Know before you grow:


It is very important that you up-pot your plant to a larger container as soon as possible when it arrives. Your plant's new container should have a couple of drainage holes, and should be at least a couple gallons larger than the nursery pot. Check out our up-potting video for detailed instructions on how to ensure a happy healthy new home for your plant.


Strawberries are self-fertile, so they do not require a pollinator. That being said, they will produce a more plentiful harvest if they have a friend blooming around the same time.

Let the sun shine


Strawberries need a minimum of 8 hours direct sunlight per day. Sufficient sun exposure triggers the initiation of new flower buds for the next growing season, without which there will be no fruit. Fruit ripening and flavor development are also benefited by the carbohydrate production stimulated by the sun, as well as it’s heat.


While strawberries do love the sun, they are prone to leaf scorch, or damage to the fruit if they are left in extremely hot temperatures, in direct sunlight, with insufficient water. Make sure that your strawberries recieve enough water, and move them to a semi-shaded area if you notice leaf-scorching.

Get this girl a drink!


Strawberries should be watered deeply once to twice a week. Water until the soil is saturated and water comes out of the drainage holes. Let the container dry until the soil is dry to the touch 1 inch down. During particularly hot temperatures, your plant may need water every other day.

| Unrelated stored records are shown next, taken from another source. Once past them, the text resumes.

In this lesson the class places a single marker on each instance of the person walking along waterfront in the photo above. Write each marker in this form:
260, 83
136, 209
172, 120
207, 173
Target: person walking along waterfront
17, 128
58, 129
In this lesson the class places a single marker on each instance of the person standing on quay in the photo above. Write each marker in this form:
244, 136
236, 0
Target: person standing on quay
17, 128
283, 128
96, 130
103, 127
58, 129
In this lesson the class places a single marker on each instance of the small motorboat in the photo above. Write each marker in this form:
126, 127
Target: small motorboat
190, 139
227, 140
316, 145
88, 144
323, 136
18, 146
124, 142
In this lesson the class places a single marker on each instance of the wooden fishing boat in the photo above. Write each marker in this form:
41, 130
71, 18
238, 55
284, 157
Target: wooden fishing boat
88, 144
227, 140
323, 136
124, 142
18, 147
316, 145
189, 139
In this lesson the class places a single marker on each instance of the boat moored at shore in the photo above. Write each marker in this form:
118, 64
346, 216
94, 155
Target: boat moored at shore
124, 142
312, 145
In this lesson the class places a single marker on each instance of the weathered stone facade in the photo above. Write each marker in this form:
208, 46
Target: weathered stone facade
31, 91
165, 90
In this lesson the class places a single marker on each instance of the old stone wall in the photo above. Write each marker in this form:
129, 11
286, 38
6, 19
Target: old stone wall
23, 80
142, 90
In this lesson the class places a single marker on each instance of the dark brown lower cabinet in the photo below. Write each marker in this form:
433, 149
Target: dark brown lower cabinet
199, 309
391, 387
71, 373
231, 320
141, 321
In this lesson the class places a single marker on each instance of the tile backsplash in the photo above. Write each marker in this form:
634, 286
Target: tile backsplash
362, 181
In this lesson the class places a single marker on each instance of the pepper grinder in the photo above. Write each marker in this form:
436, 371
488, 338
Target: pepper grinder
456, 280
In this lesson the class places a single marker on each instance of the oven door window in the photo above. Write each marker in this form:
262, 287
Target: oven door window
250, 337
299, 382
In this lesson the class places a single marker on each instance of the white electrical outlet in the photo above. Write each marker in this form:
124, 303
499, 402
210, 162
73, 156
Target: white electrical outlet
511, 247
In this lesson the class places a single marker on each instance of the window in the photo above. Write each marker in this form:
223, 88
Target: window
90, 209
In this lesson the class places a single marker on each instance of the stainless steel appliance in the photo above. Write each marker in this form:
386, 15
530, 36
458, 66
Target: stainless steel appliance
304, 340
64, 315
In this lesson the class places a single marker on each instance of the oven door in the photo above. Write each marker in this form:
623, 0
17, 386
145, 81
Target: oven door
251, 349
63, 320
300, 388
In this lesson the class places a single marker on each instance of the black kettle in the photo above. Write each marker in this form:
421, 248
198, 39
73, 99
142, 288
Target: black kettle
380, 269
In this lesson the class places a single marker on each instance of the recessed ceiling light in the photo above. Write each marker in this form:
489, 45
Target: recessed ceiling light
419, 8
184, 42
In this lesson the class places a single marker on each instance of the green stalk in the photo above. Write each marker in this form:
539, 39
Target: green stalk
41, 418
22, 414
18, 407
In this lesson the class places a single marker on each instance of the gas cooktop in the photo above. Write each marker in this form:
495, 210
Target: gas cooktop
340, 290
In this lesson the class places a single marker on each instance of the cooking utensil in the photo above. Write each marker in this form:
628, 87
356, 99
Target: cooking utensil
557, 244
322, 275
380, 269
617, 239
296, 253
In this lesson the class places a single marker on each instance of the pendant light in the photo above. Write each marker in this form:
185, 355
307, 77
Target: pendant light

Your plant should have come with both a compressed potting soil, and a soluable fast-acting plant food. Fertilize your plant once when you first pot your plant, and then again after you harvest your strawberries.

Chill Out

Overwintering (down to 20°F)

Strawberries are happy to stay outside in winter, unprotected, down to temperatures as low as 20°. During winter, the strawberry bush goes dormant and doesn't require regular watering or fertilizing.

Overwintering (below 20°F)

If you are experiencing particularly cold temps, your plant should be brought into a cool, dry, dark place for the duration of it's dormancy. An unheated garage is perfect. When temperatures get above freezing in spring, it is ready to come back outside.

Yummy Stuff

Ripening and Harvest

Strawberries ripen on-the-vine, and you know that they are ready to be picked when they are a rich red color. Alpine strawberries will become ripe several weeks or even a month or two before other strawberries, but their shelf life is short, even if kept in a cool dry place (but they're too tasty to leave laying around for more than a day or two anyway!)

Pests and Disease

Your fruit isn't just delicious for you, lots of other critters would be happy to get their hands on your hard work. Pests and diseases vary greatly depending on region, so we suggest you take advantage of your local resources. If you can't determine what is ailing your plant by googling the symptoms, give a call to your local county agricultural extension office.